# web page loading issue.



## carmi (Jul 7, 2005)

Hi,
I'm new to this forum. 
I need help regarding loading of my webpage on dsl or phone line connection.
the page doesn't come up fully and after refreshing only it'll come.
this happens only over dsl or phone line connection.
can someone help?
the page is designed in webscript(html + O script)


----------



## v-six (Sep 12, 2004)

carmi, I have a rather strange round-about way of trying to fix this, but I'm going to hope that someone else give you a solid fix first.


----------



## v-six (Sep 12, 2004)

well, it seems like no one wanted to touch this one, would you be willing to share your url?


----------



## Grove (Jun 21, 2005)

*Problems*

Is the problem where the default prefix is missing?

If this has happened, copy the text between the --- signs below into a file called 'prefix.reg' (use Notepad or your favorite text editor). Note that the [HKEY] lines are split in two for viewing on this page. Double-click the file from Explorer, and it should solve your problem.
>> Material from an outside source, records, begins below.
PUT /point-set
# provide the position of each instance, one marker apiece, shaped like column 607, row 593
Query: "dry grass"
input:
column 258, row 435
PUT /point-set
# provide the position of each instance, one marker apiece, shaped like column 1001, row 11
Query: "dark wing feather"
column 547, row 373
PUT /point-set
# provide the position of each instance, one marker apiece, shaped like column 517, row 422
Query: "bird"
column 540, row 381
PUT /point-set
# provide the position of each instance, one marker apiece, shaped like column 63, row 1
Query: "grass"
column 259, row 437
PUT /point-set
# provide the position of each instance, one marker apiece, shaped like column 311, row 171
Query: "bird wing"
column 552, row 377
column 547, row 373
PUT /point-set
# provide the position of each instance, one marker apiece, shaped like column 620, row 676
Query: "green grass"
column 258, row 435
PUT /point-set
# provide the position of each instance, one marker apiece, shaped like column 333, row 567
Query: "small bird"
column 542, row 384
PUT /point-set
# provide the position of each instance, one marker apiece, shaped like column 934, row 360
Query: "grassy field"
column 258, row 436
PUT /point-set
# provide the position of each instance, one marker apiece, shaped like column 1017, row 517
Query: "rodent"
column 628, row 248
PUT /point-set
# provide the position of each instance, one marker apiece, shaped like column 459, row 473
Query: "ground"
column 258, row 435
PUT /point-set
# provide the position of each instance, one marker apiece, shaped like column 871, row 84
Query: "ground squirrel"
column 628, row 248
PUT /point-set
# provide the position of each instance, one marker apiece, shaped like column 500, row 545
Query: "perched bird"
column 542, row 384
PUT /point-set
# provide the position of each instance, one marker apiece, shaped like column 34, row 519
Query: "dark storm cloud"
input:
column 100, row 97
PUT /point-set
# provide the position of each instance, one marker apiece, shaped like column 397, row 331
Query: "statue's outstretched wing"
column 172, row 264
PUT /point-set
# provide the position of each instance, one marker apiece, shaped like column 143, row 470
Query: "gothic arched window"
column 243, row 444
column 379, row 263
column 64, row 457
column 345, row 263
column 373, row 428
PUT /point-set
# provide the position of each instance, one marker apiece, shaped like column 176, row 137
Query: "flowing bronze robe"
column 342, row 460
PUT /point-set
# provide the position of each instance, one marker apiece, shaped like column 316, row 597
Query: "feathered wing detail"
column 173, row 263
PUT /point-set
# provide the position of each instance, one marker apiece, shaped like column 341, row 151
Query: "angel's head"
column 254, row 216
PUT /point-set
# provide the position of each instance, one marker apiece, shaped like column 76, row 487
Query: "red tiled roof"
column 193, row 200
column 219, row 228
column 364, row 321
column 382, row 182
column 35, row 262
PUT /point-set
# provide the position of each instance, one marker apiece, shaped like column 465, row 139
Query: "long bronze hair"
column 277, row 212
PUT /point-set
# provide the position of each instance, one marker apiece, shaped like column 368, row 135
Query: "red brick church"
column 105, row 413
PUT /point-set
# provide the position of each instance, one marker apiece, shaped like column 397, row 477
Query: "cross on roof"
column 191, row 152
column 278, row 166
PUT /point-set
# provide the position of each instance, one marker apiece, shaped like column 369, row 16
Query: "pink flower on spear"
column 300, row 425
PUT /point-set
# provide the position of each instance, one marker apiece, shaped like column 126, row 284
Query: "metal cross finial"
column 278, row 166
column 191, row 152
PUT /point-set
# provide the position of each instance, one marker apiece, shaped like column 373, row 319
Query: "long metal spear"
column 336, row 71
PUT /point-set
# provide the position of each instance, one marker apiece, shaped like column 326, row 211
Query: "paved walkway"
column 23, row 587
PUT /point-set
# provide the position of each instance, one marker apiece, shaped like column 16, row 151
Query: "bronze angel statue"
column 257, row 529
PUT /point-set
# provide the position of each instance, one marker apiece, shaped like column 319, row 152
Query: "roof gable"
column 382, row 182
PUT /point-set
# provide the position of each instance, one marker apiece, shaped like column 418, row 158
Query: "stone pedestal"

Since this is a registry editing tip, I hereby take no responsibility if your machine occurs to have more problems. :1angel: Although it shouldn't as this fix worked for many before :smile: 

---
[HKEY_LOCAL_MACHINE\Software\Microsoft\
Windows\CurrentVersion\URL\DefaultPrefix]
@="http://"

[HKEY_LOCAL_MACHINE\Software\Microsoft\
Windows\CurrentVersion\URL\Prefixes]
"ftp"="ftp://"
"gopher"="gopher://"
"home"="http://"
"mosaic"="http://"
"www"="http://"
---


----------